With the two-year license fee freeze, the BBC is expected to need some £2 billion ($2.7 billion) in savings over six years to fill the funding gap left by the freeze. “If the BBC’s license fee income is capped at £3.8 billion, then costs have to be capped, or it has to increase its commercial income from £1.3 billion,” analyst Alex DeGroote told Radio World’s sister publication TVBEurope.
In 2021, some 25,208 households paid the TV license fee (including four households that paid a lower fee for having only a black and white television set), according to the BBC’s 2020/21 annual report. This raised some £3.75 billion (about $5.1 billion), according to TV Licensing, the agency that oversees administration of the fee. According to the BBC, TV license fee revenue made up about 74 percent of the corporation’s income in the fiscal year ending Mar. 31, 2021.
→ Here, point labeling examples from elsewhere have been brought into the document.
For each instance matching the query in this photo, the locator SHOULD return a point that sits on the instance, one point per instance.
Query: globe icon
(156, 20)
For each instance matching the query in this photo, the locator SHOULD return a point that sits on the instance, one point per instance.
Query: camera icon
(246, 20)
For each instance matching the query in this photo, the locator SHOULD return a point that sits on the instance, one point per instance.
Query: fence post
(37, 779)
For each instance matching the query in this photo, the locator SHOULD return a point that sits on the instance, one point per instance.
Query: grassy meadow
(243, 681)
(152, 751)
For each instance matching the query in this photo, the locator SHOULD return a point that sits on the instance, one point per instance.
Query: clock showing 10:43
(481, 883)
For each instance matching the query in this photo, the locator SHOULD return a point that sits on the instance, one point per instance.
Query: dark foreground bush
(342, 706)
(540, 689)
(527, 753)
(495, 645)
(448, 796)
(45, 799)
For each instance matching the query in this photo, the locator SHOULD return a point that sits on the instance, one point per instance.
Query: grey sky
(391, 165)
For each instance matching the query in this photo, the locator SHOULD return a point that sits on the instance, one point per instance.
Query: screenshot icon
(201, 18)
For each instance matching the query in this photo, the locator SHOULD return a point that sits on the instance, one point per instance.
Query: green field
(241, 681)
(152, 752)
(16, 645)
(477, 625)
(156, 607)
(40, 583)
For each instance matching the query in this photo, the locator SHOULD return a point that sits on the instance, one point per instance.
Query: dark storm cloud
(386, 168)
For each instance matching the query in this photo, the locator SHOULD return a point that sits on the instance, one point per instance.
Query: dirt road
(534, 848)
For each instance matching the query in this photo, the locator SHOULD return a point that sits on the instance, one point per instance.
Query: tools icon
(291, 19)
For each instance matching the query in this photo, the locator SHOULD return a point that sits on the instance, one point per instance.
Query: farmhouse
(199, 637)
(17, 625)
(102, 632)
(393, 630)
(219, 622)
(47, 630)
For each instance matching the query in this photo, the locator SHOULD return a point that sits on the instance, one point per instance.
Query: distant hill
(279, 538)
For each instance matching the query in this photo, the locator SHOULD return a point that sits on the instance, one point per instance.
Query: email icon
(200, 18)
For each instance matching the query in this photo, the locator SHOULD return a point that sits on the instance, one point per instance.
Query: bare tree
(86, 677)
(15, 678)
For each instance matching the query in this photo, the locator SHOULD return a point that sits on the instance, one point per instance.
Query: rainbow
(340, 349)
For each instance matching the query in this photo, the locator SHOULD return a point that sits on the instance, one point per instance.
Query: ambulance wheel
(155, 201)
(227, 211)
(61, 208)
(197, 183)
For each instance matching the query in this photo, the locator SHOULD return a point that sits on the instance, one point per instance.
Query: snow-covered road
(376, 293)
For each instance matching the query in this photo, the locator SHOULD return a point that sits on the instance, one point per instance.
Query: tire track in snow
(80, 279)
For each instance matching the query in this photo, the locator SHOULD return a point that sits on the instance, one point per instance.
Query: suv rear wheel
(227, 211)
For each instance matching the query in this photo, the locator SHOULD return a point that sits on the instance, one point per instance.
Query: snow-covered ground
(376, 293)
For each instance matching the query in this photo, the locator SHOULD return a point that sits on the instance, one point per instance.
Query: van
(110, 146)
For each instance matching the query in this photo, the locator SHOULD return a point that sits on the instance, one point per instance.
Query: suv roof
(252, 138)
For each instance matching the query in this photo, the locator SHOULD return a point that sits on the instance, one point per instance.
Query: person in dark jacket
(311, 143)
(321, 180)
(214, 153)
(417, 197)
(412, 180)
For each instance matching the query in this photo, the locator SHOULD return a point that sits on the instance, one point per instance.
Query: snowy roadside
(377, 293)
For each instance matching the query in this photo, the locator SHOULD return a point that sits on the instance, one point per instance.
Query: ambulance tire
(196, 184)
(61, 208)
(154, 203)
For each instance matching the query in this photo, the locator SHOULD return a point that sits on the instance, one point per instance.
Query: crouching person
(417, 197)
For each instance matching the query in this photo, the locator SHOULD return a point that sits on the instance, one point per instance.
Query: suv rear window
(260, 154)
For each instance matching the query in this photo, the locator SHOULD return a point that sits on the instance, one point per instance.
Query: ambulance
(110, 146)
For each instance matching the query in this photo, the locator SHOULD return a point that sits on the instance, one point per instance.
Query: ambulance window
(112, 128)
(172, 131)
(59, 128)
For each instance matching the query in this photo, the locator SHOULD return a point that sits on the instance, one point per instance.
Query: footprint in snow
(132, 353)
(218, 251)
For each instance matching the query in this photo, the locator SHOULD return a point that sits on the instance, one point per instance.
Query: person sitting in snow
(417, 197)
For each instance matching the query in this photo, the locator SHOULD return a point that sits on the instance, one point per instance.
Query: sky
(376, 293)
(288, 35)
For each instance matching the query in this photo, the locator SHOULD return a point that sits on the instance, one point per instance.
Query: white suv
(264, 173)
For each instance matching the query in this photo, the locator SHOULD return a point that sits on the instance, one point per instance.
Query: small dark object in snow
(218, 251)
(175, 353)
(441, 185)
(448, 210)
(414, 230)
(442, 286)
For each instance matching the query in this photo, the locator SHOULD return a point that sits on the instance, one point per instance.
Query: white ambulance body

The original 1923 license fee covered radio receivers and it was expanded to cover television in 1946. In 2016, the BBC iPlayer app was incorporated into the TV license fee framework.
In 1971, the radio license fee was ended; however, the funds raised via the TV license fee continue to support BBC Radio. According to the BBC, nearly 17.5 percent of license fee revenue, about £654 million ($889 million), went to support BBC national and local programming. An additional 9.75 percent, nearly £366 million ($497 million), went to support the BBC World Service.